27 Sep 2017

Mean streets

It was the year 2000, and it was the capital of the self-proclaimed Land of the Free. Our group leader gathered the gaggle of teenage travellers around her, put down a city map and drew a fat red line all the way across it. "Listen up", she said. "Do not venture north of this line. Not ever. It's a no-go area. Understood?"

Since then, similar red lines have been drawn for me in too many cities, from Buenos Aires to  Detroit and from New York to Rio. Never, though, in Montréal.

It wasn't until a recent quality-of-living study that I became conscious of the fact that there aren't really any "no-go areas" in my adopted home city. And that this is probably the exception rather than the rule in North America.

Yes, there may be a few neighborhoods where you'd feel out of place walking in the middle of the night. And there are definitely areas that just feel inherently hostile to pedestrians at any time of day, with roaring traffic, abandoned sidewalks and bland warehouses lining the roads for miles kilometers. But even there, the biggest threat is likely to be run over by a distracted driver not expecting anyone on foot.

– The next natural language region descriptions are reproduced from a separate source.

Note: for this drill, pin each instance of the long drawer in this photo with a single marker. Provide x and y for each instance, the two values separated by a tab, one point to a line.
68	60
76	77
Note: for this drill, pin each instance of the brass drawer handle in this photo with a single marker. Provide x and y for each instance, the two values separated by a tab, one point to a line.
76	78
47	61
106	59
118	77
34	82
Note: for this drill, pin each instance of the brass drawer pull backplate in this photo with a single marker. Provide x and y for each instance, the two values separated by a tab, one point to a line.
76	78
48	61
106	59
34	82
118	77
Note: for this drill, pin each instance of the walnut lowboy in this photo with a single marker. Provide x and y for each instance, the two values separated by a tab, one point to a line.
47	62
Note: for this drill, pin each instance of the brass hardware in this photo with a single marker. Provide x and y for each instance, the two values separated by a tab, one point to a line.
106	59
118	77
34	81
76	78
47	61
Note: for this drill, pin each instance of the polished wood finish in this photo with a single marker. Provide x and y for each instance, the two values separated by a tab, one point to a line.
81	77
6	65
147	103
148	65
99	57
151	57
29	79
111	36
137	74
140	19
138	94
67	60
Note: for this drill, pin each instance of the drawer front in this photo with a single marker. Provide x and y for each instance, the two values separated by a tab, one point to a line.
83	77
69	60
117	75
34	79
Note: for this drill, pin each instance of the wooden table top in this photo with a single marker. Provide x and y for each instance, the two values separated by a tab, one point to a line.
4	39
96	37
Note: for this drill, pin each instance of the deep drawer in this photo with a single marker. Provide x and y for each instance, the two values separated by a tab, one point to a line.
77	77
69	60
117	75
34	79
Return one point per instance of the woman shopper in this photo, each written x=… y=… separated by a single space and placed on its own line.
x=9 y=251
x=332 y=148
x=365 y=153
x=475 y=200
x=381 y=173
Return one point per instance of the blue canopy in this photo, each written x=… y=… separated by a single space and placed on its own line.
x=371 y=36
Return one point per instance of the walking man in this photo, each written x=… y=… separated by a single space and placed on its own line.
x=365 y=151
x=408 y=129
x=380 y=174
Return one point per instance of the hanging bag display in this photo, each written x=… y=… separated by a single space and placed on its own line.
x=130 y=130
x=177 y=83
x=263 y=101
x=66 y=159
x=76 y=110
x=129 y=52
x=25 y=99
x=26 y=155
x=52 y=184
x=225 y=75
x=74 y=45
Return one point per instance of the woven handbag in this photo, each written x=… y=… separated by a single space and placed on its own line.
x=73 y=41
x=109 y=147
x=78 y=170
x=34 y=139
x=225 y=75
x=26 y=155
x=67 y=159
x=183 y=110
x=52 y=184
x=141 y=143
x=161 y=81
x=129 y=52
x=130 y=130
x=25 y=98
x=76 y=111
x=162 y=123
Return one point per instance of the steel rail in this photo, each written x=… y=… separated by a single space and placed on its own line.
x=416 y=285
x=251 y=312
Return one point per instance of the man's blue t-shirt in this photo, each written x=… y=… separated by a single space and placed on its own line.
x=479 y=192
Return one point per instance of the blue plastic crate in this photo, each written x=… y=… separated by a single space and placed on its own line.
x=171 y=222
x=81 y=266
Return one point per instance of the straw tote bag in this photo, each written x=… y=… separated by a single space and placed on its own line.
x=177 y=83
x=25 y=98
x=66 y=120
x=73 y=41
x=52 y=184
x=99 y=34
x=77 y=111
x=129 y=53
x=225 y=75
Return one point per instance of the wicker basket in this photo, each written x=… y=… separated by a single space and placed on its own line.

The kind of random violence that mars many other big cities is rare in Montréal. CTV has put together a homicide map, which is remarkable not just for its relatively low number of occurrences (26, plus 7 people killed by police in 2016) but also its even distribution over the entire island. There are no "bad places".

Unfortunately, the map doesn't specify each murder's circumstances, but I can't recall any media coverage on random shootings or violent assaults on strangers. It would seem that even Canadian pickpockets - of which there are plenty - are essentially gentle.

All of this serves to illustrate an important aspect of quality of life: The freedom from fear for one's life. Too many urbanites on this planet do not have this luxury, and those who do, including this blogger, often don't value it enough. Canada may not call itself the Land of the Free, but it would arguably have a better claim to it.

With this in mind, I stroll through the city with newfound appreciation for its safety. Which leaves me free to worry about the true dangers of Montréal roads: Collapsing tunnelscrumbling bridges and man-eating potholes!